I’ve felt intense confusion on trying to social distance is public and judging if people are angry at me.
My 8 year old has really struggled. Nightmares are frequent. We were all unwell with a virus and he was terrified that we were all going to die. Some days are full of his angry tantrums or sobbing. It’s been incredibly difficult to support him to process everything. Heartbreaking.
I’m ok indoors but the thought of going outside makes me extremely anxious and angry and stressed. I also cry for no reason.
Yes I have become aware in others emotional and psychological distress. My neighbour can’t see her grand and great grand kids. My friend is isolated from her daughter. When people don’t stay away from others, I can see the anxiety. My friend is disabled and trying to decorate and sort out her house. She can’t have anyone to help her. So she gets overwhelmed and despondent. Her daughter is having a lot of mental and physical problems and due to travel restrictions she can’t see her. People have told me they are frightened. I think the ones who watch the news constantly are getting very stressed.
Anxiety, increased fear of death of self and family. Fear over elderly father who lives nearly 200 miles away. Crying a lot more, hard to stop self crying. Irritability and boredom, lack of motivation.
My friend who is a NHS worker was very distressed at the beginning worry about family contracting the virus. My Dad who lives alone in small bedsit has been struggling, suddenly unable to do the things he used to, large parts of the days with no company.

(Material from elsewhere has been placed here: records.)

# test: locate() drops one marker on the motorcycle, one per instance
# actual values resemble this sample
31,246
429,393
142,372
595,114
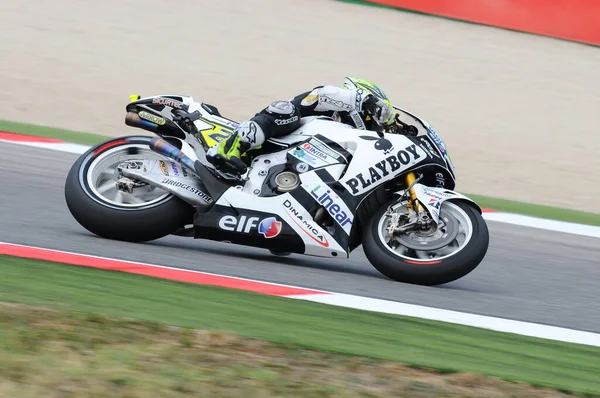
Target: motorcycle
323,190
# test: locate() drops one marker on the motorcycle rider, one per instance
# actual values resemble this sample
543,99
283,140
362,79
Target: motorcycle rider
358,102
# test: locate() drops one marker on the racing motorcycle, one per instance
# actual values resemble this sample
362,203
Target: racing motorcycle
323,190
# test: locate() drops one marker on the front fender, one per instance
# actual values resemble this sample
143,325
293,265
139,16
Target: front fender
432,198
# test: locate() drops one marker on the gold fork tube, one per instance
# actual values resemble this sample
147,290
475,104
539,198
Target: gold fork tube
409,179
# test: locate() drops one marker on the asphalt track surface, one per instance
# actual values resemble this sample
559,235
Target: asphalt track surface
528,275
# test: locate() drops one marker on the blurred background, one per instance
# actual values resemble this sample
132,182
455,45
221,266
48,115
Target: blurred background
519,112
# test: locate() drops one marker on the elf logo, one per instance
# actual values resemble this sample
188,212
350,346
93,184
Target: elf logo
269,227
385,169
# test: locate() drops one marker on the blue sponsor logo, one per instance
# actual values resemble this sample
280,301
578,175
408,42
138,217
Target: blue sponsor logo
305,157
336,210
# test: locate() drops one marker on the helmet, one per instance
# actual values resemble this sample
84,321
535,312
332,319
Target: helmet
369,88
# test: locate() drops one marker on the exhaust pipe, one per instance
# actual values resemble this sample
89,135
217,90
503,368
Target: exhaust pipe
164,148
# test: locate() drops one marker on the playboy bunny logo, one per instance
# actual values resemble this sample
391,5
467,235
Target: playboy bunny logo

I have felt sad and scared that the ‘normal’ way of life may never be the same again – this is what we are told on the news most days. I liked my old life.
All this calls for a community response around mental health and wellbeing, on a similar scale to the army of volunteers, businesses and organisations mobilised to provide practical support to those shielding or in self isolation, and the most vulnerable in our communities. There are local and national sources of support (see our Resources link below). Above all though we need to build a greater acceptance and understanding in the wider community around how to help and support others in emotional distress.
Huge thanks to all those who participated in our anonymous survey. Your words are powerful and will help others to understand they are not alone. Your ideas and reflections will help to shape how community support can be developed over the coming weeks and months.